LITTLE FALLS, Minn. — It’s quiz time for math students in a Little Falls fifth-grade class. But instead of pouring through textbooks, they’re navigating touch screens. Apple iPads are on every student’s desk.
“It’s like, awesome,” said fifth-grader Jenna Mrosla.
She finds learning the iPad far easier than thumbing through pages of text or even navigating a PC.
“It’s easy because when you click, wherever you touch is where it is. I don’t have to worry about clicking the wrong spot,” said Jenna.
The use of iPads in the classroom has been an experiment this school year, but district officials and teachers say it has gone so well, they’ve decided to purchase an additional 1,450 of the tablet computers for next year. iPads will be in the hands of all students in grades 5-12.
Teachers like Carrie Youngberg said the technology available to her fifth-graders is already making a big difference.
“It’s a totally new motivation when we roll the cart in and they (iPads) come out. I think some of our harder to reach students are tuned in and ready to go,” Youngberg explained.
Part of the beauty of making the switch to iPads is the immediate access it gives students to texts, lectures and other learning materials.

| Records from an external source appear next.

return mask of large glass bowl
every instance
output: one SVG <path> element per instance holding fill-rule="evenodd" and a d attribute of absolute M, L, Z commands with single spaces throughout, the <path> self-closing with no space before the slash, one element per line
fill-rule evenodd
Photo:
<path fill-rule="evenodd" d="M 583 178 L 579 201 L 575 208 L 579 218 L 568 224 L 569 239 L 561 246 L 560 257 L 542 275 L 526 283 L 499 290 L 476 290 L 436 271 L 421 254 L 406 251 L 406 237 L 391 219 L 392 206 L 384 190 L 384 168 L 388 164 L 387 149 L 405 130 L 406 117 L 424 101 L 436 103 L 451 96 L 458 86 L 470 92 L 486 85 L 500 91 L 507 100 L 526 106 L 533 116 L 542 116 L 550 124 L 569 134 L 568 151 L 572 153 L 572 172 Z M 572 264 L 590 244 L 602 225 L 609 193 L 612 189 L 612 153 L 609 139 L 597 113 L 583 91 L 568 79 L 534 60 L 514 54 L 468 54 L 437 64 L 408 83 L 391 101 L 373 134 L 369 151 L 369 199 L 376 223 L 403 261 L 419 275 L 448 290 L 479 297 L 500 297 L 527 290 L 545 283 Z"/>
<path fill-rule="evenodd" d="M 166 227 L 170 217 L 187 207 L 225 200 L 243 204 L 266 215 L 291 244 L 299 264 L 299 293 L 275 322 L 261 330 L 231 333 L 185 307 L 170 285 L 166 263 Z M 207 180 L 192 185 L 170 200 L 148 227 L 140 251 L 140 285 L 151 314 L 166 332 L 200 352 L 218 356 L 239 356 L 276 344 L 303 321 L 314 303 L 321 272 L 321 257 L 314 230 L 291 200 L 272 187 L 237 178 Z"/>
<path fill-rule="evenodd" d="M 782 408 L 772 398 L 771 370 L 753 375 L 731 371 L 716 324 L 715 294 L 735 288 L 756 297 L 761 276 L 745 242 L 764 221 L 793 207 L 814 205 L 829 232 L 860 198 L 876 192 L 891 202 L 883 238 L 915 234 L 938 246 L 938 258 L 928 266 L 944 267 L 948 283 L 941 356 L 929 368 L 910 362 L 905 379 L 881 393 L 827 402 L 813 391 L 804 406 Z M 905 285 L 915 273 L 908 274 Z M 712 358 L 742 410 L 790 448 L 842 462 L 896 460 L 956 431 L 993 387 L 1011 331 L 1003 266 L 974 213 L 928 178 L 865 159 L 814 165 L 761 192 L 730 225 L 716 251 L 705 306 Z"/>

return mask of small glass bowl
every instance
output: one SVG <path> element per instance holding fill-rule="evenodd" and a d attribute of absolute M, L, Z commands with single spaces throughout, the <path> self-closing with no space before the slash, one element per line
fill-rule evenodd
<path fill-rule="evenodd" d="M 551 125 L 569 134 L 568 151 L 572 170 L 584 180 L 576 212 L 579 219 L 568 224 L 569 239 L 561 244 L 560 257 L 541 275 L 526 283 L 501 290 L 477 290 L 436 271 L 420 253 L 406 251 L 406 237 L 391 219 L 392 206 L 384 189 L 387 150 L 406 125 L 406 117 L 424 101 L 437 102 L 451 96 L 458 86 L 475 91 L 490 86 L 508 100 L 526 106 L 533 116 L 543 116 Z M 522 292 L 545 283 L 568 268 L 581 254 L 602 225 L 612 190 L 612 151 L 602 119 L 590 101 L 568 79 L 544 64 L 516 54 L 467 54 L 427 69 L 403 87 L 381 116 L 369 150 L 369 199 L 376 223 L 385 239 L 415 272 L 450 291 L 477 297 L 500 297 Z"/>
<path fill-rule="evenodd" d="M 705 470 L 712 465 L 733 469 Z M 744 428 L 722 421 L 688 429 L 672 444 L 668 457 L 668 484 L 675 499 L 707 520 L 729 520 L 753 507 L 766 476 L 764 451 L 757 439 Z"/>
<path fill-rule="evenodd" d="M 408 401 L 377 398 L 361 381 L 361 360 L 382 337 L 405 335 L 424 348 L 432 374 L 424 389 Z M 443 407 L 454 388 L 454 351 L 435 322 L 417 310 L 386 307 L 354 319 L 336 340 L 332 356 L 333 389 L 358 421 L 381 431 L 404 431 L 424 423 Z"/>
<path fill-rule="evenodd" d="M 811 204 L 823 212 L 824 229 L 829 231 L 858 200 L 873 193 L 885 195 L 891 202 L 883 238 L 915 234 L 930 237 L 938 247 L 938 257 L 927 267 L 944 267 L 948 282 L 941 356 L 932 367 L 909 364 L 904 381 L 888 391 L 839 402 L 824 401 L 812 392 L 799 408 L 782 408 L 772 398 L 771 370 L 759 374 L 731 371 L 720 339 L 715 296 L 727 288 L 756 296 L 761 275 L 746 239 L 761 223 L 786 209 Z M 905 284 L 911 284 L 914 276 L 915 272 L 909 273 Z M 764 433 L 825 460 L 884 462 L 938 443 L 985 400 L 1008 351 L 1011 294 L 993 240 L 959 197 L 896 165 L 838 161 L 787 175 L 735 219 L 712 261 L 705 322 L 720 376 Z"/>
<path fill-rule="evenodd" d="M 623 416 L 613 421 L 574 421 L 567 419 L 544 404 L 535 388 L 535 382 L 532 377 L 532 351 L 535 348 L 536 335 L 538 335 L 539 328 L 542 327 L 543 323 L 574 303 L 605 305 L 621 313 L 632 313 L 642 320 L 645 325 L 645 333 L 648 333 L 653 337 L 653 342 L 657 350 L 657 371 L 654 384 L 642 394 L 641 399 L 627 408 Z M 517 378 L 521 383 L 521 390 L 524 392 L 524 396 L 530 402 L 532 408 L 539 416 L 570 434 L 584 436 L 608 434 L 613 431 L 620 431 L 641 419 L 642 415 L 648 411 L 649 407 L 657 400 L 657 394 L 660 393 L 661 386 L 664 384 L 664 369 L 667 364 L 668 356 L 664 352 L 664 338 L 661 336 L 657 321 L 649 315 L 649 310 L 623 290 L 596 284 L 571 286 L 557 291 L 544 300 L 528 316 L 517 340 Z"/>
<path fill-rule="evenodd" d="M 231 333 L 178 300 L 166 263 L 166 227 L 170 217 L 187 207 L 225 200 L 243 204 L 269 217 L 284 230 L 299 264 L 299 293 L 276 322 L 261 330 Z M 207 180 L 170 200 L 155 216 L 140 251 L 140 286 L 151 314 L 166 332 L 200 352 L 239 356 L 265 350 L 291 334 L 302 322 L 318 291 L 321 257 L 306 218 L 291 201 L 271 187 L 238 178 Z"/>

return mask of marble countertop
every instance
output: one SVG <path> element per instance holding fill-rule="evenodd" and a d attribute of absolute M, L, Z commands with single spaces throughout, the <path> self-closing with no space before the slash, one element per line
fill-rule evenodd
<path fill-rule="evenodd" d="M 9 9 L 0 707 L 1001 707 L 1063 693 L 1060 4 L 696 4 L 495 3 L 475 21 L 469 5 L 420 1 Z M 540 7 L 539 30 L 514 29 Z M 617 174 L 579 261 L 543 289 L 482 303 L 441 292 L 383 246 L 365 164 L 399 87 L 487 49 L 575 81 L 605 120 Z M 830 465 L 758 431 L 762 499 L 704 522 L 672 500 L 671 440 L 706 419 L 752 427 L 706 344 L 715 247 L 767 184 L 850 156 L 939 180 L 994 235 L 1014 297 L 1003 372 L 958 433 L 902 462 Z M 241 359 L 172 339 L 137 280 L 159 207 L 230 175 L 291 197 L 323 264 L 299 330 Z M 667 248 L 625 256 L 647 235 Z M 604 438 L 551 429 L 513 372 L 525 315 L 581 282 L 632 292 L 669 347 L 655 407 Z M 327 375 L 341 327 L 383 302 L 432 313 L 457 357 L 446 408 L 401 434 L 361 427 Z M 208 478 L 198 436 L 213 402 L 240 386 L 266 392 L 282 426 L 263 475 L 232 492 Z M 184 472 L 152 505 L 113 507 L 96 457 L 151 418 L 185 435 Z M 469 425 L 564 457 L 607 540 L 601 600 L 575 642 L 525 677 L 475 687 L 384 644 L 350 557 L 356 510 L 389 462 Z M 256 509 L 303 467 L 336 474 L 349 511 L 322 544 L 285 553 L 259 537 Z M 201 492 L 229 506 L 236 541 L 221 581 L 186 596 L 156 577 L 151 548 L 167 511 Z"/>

It’s likely that in the near future, iPads will eliminate the need for paper textbooks. Everything the student needs will be stored in their personal library.
Part of the district’s goal is to cut paper costs up to 95 percent. That alone will help recover the $1.1 million in capitol costs.
But equally as important is the need to keep all texts and materials up to date.
Mark Diehl is the district’s technology director and says that has long been a problem with conventional books.
“We’re going to move to online resources that are up to date and current, instead of textbooks that are basically out of date before it arrives in our district,” said Diehl.